With a pulsating, repetitive vibe, the production of This Cloudy Mix is reminiscent of a modern day Dark Side of the Moon – if less conceptually realized. It’s like Sufjan Stevens without the bi-polar acoustic/orchestral extremes, like Sam Sparro without the vocal gymnastics display, and like Empire of the Sun without the overproduction.
Insomuch as it’s like something else in certain respects, comparison is equally difficult to draw in others. Austin Paul has a producer’s ear for melding unexpected synth samples. Playful and spacy, the production is sometimes counterpoint to the serious and poetic lyrics. Songs like “These Cloudy Days” and “Learning/Searching” identify Paul as a producer in his own right – creative and daring, yet mainstream in his execution.
Lyrically, Paul identifies his Floridian environment as a prominent source of inspiration. His subjects (palm trees, cold fronts, bonfires) transport listeners to the sun-drenched shores of South Beach or Key West, yet his lyrics aren’t campy or theatrical; they’re about human relationships (just set in a tropical location). Furthermore, there is absolutely no brash element to his vocal performance – rather an indefinable attraction in its understated and subtle nature. He easily manipulates his dark timbre and natural baritone as he transitions into brilliant falsetto.
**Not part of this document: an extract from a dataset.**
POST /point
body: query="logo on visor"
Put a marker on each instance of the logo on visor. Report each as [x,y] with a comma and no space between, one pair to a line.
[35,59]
The record demonstrates the scope of Paul’s entire vocal range, but what’s more, This Cloudy Mix identifies Austin Paul as an artist to watch on his way up. “I Was Dancing With My Wolves” and “Sweet Dreams” are instant indie classics. I’d be surprised if he didn’t find himself on the soundtrack to the next Garden State or (500) Days of Summer. The vibe is simply perfect – the delineation of an artist who truly knows himself.
My personal favorite track off This Cloudy Mix is “Till You Feel This Heart Attack.” It’s a single, ready for radio (if not in America, then overseas). Listeners are met immediately with a bouncing, playful synth and can’t-help-but-shake-a-leg beat. With lyrical repetition, a melodic line that emphasizes rhythmic, staccato patterns, and Austin Paul’s signature downplayed vocals, the track is like the modern love child of Billy Idol and Prince.
All in all, Austin Paul’s first solo album, This Cloudy Mix, is a work ahead of its time. This newcomer is daringly unique to the American music scene. I can’t wait to see where his talent takes him as he leaves his teens and ascends the music world.